Petrochemicals giant Sasol has denied that it is responsible for pollution in the Vaal river.
However, it has admitted struggling to interpret some compliance requirements with regard to regulations on the discharge of waste.
According to a report by the Department of Water and Sanitation Department, three of Sasol's waste incinerators were closed after failing to comply.
Challenges to compliance
The revelations were made by the company at the second day of the South African Human Rights Commission's (SAHRC) inquiry into the contamination of the Vaal river on Tuesday.
"Our discharge compliance [has] been good... we may have had challenges here and there, but we have been improving how we discharge our waste as per the stringent licence regulations from the sanitation department", Sasol's environmental affairs manager Bob Kleynjan said.
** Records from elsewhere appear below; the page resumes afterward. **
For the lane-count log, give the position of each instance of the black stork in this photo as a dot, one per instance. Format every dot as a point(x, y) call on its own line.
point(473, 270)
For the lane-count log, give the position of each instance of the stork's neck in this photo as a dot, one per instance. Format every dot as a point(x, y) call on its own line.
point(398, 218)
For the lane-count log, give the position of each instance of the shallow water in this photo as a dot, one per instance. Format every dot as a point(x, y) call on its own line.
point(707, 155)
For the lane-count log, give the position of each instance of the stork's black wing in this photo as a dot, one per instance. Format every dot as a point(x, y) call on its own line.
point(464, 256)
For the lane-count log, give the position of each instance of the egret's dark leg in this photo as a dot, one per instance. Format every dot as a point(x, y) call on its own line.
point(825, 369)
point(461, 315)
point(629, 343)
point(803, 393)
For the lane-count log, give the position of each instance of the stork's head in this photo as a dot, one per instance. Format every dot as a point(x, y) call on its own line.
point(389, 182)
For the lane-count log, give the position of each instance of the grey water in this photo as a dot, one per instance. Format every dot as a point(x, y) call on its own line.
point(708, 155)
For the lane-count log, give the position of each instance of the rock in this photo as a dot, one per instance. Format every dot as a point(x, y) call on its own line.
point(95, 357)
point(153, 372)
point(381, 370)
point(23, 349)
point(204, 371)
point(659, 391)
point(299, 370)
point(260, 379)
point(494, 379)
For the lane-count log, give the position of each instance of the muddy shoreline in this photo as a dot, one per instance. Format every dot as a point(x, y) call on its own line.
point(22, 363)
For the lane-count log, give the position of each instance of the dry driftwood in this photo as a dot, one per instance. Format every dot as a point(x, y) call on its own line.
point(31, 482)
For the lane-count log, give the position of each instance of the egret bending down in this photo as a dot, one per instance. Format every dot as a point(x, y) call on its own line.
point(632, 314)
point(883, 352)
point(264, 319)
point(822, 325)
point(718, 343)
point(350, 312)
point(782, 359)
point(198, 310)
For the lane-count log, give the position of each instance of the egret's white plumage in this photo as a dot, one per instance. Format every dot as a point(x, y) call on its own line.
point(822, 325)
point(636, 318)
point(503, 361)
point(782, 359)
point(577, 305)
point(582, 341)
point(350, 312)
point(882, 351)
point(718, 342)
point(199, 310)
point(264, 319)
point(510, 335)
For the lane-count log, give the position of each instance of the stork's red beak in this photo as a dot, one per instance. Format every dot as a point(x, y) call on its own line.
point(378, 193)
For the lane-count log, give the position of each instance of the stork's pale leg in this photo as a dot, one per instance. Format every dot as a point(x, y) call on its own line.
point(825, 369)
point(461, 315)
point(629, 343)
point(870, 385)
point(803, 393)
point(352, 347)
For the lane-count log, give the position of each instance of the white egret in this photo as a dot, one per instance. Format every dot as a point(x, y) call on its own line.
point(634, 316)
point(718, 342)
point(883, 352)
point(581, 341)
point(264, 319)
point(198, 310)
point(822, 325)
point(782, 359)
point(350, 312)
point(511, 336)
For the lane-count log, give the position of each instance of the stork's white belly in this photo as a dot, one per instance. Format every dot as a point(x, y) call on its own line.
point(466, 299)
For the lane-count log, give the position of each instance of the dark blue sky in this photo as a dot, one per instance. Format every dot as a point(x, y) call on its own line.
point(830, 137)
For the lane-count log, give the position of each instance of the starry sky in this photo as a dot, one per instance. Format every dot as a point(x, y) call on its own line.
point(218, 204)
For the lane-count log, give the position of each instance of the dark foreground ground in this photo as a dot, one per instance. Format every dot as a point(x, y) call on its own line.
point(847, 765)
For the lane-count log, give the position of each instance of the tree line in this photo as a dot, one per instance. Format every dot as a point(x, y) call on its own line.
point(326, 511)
Kleynjan told News24 on the sidelines of the inquiry, that Sasol would rather close shop than deliberately fail to comply with set regulations.
Sustainable water manager Martin Ginster, also from Sasol, submitted that frequent amendments to waste management licences also hindered compliance.
Sasol said it had agreed, together with the DWS, to research a "better tool" for the discharge licence so that there was better understanding and compliance.
Ekurhuleni also at the inquiry
The City of Ekurhuleni also made submissions on Tuesday, after the Emfuleni Local Municipality fingered it at the first session of the inquiry in September as a contributor to the pollution.
Despite being the industrial hub of Gauteng, the municipality said that its discharge into streams leading into the Vaal were as per regulations, and that all companies within its parameters complied.
"All those who do not comply face stringent steps from the municipality, and we hold them to account.. but as far as we are now concerned, everybody is complying as they should," Environmental Affairs head Daniel Masemola said.
The municipality also revealed that 224 companies have been licenced to discharge in the streams.
Mbali Matiwane said Ekurhuleni also ensured that when offices were closed on holidays, there were staff who remained.
"We ensure that during December and January holidays, we have staff who take sampling to ensure that companies which discharge into its rivers remain compliant", she said.
Meanwhile, the South African National Defence force is expected to set up a base in the Vaal on Wednesday, before they start work on addressing the pollution challenge in the area.
Sewage flowing from poorly managed drains and poor water treatment infrastructure have contributed to the contamination of water in the river, and locals have complained about sewage flowing into their streets and homes, and of foul smells in the air.
The SANDF has been roped in to attend to their concerns.
The SAHRC commissioners sitting at the inquiry re expected to conduct visits at discharge sites in the Ekurhuleni Metro, the Emfuleni Local Municipality and at Sasol before the inquiry goes into recess for the year.
The commission's Buang Jones says panellists would like to see the extent of the pollution themselves as well as the rate at which organisations contribute.